The switch S has a one-to-one correspondence with the switch S and the load L so as to individually control each load L by operation, and the pattern switch Sp and the group switch Sg collectively control a plurality of loads L. The loads L are associated with the pattern switches Sp or the group switches Sg one to one. The pattern switch Sp collectively controls a plurality of loads L so that the loads L are individually set in advance, and the group switch Sg collectively controls a plurality of loads L to the same state.

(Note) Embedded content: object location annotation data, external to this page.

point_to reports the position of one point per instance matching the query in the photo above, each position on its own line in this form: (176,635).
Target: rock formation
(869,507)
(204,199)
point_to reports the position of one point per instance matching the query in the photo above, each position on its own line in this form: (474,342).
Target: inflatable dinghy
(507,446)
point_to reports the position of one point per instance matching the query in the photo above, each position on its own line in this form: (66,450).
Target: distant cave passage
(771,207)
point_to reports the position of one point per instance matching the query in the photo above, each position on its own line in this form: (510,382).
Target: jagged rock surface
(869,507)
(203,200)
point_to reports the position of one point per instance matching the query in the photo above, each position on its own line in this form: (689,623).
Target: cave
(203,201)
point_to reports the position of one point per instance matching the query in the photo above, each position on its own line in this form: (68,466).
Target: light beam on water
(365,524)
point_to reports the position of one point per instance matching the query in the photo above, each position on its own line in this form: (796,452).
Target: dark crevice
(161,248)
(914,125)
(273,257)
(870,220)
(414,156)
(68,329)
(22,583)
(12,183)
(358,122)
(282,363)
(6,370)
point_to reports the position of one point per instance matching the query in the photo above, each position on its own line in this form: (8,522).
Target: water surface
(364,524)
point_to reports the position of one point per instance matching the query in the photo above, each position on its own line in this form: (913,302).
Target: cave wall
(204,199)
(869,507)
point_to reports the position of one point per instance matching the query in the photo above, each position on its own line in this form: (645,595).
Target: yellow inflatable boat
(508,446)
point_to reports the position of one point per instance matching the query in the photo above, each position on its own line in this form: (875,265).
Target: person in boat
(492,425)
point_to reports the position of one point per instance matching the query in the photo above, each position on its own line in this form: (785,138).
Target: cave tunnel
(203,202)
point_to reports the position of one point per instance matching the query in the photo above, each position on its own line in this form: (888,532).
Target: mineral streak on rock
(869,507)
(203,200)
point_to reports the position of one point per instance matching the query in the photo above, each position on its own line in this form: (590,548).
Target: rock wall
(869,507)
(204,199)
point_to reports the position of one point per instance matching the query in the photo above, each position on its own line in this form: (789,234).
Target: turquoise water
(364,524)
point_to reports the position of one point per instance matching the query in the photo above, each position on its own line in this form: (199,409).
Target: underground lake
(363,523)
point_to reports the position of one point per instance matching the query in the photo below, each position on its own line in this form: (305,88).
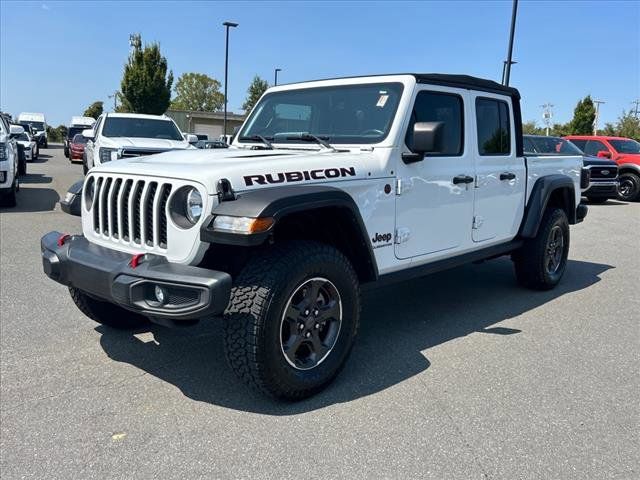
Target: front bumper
(602,189)
(190,292)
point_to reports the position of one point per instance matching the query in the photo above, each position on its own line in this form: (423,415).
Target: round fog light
(161,294)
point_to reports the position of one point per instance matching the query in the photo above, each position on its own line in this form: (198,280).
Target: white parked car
(124,135)
(30,146)
(329,186)
(38,124)
(9,184)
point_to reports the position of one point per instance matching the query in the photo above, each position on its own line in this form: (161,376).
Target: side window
(440,107)
(593,147)
(579,143)
(494,129)
(528,146)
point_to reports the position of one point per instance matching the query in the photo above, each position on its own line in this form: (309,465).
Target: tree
(94,110)
(196,91)
(254,92)
(583,116)
(146,86)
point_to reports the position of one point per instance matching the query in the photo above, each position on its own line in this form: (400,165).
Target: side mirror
(425,137)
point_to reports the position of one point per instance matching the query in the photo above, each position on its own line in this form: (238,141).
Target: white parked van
(38,124)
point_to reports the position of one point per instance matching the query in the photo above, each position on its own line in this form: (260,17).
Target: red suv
(624,151)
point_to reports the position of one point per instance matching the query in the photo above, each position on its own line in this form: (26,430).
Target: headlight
(89,193)
(108,154)
(194,206)
(242,225)
(186,206)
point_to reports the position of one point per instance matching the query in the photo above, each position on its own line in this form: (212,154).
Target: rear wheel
(292,319)
(106,313)
(542,260)
(629,187)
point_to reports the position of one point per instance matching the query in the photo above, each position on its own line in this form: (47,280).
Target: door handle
(462,179)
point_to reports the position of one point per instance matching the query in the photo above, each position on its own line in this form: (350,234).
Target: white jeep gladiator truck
(328,187)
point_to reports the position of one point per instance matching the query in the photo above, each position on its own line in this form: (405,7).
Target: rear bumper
(190,292)
(602,189)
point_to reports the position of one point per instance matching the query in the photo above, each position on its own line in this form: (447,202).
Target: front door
(500,174)
(434,205)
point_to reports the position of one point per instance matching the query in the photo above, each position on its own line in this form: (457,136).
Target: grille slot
(131,211)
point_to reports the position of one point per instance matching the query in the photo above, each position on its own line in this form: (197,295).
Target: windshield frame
(533,139)
(378,83)
(615,142)
(105,124)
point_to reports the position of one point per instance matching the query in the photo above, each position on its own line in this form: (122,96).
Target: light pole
(595,119)
(226,69)
(509,62)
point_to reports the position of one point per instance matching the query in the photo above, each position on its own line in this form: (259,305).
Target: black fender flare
(539,198)
(279,202)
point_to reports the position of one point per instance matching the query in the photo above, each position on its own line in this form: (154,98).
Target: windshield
(553,146)
(140,128)
(625,146)
(78,138)
(339,114)
(35,125)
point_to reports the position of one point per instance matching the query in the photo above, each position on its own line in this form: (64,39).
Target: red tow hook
(136,260)
(63,238)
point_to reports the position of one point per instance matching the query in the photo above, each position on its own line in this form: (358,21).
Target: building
(209,123)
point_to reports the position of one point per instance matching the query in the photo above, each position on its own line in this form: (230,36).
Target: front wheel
(292,319)
(541,261)
(106,313)
(629,187)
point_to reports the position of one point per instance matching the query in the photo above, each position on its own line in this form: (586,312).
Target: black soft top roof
(466,81)
(450,80)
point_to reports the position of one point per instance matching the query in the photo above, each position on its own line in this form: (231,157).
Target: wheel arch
(312,212)
(551,190)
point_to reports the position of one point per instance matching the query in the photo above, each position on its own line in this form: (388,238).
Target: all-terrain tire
(106,313)
(531,261)
(629,187)
(254,319)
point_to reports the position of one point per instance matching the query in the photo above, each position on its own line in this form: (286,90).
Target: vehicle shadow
(35,178)
(399,323)
(34,199)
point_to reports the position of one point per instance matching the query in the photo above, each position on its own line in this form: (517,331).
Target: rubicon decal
(299,176)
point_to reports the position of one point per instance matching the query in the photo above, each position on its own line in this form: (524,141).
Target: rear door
(500,174)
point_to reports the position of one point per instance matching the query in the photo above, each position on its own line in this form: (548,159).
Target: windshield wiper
(309,137)
(258,138)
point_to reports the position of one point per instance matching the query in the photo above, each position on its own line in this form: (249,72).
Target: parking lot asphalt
(461,375)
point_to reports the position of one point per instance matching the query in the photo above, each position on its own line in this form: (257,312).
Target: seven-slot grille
(131,211)
(603,173)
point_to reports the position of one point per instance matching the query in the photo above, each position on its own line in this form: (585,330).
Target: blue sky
(58,57)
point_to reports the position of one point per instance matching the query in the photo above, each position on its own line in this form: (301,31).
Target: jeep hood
(250,169)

External expansion device 12 connected to the signal line Ls
As an example, the external expansion devices 11 to 13 will be described in more detail. As shown in FIG. 2, the transmission processing device 1 includes a basic processing unit 21 that performs normal transmission processing and a basic processing unit 2
1, a transmission control unit 22 for transmitting the data transmitted / received in 1 by a predetermined protocol of a time division multiplex transmission system, and a signal line L.
and a transmission / reception circuit 23 that performs signal conversion at a physical level for connecting to s. Further, although not shown, an expansion control unit for exchanging data with the external expansion devices 11 to 13 is also provided. The basic processing unit 21, the transmission control unit 22, and the expansion control unit are configured by a microcomputer that operates according to a program as appropriate. Here, the transmission / reception circuit 23 sends out a pulse-width-modulated voltage-mode transmission signal and receives a current-mode return signal.

On the other hand, the external expansion device 12 includes the basic processing unit 2
1, an extension processing unit 31 that realizes an extension function, a transmission control unit 32 that controls a transmission procedure so that data can be exchanged by a predetermined protocol, an operation terminal 2 or a control terminal 3 In the same manner as above, a transmission / reception circuit 33 having an address and connected to the signal line Ls is formed. Therefore, when an instruction is given from the external expansion device 12 to the transmission processing device 1, the transmission / reception circuit 33 generates an interrupt signal Vi to the transmission processing device 1 in the same manner as the operation terminal 2, and then the expansion processing is performed. The data generated by the unit 31 is returned to the transmission processing device 1. Transmission processing device 1
Then, when the data is received, it is known from the address that the data is from the external expansion device 12, so the data is processed separately from the data from the operation terminal 2 and the control terminal 3. That is, the data from the external expansion device 12 is input to the expansion control unit and is processed with priority over the data from the operation terminal device 2 and the control terminal device 3. For example, if the expansion processing unit 31 of the external expansion device 12 is set to have a function of turning on a specific load L at a specific time, when the time measured by the expansion processing unit 31 reaches the specific time, By instructing the transmission processing device 1 to turn on the load L, the instructed load L is turned on regardless of the operation of the switch S or the like.
When the load L is turned on, the operation confirmation return signal is returned to the transmission processing device 1. Therefore, if this return signal is returned to the external expansion device 12, the target load L is returned to the external expansion device 12. It is possible to recognize whether or not it is turned on.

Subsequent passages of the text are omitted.